McAfee Labs noticed 480 new threats per minute in Q3 2018. The McAfee report said new IoT device malware grew 73 percent in Q3 and total IoT malware up 203 percent in last four quarters.

Enterprises will need to view regulations like the GDPR as an opportunity to encapsulate their solutions and processes in a secure IT layer. Further, companies must also focus on placing the needs of consumers before anything else and treat data with respect, Makarand Joshi, country head, India Subcontinent, Citrix, said.

In 2019, the global IT industry will see widespread security breaches stemming from lax security across IoT devices. Smart security investments and re-engineered devices should be prioritized over ease of access, said Sundar Iyer, director of Riverbed India.

Operators will extend passive security monitoring with decades-old IT security techniques of active querying for deeper visibility into threats than simply listening to network traffic, said Mille Gandelsman, CTO of Indegy.

Adversarial machine learning will gain traction in sectors such as healthcare and advertising, where protection of huge amounts and types of sensitive data is a high priority, says Juniper Research.

The social engineering aspect of cybercrime will become increasingly prevalent in 2019. Fraud efforts will continue to move to the phone channel. There will be an increase in health care organization hacks, TRUSTID, a provider of pre-answer caller authentication, said.

Since 2015, the number of phishing URLs blocked by Trend Micro has increased by nearly 3,800 percent. Attackers will continue to rely on known vulnerabilities that remain unpatched in corporate networks for 99.99 percent of exploits, Trend Micro said.

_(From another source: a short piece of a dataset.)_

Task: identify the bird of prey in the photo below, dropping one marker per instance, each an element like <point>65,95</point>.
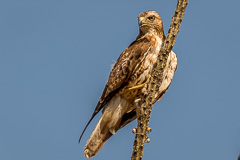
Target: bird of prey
<point>126,80</point>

Trend Micro predicts attackers will leverage proven methods against growing cloud adoption. More vulnerabilities will be found in cloud infrastructure, such as containers, and weak cloud security measures will allow greater exploitation of accounts for cryptocurrency mining. This will lead to more damaging breaches due to misconfigured systems.

The Equifax breach shows that social security numbers and consumer history are no longer effective methods to authenticate applicants for credit cards and bank loans.

“In 2019, class action lawsuits may test these now lax practices since they no longer represent security due diligence for protecting consumers–who bear much of the pain and clean-up costs of identity theft,” Ray Watson, VP of Global Technology at Masergy, said.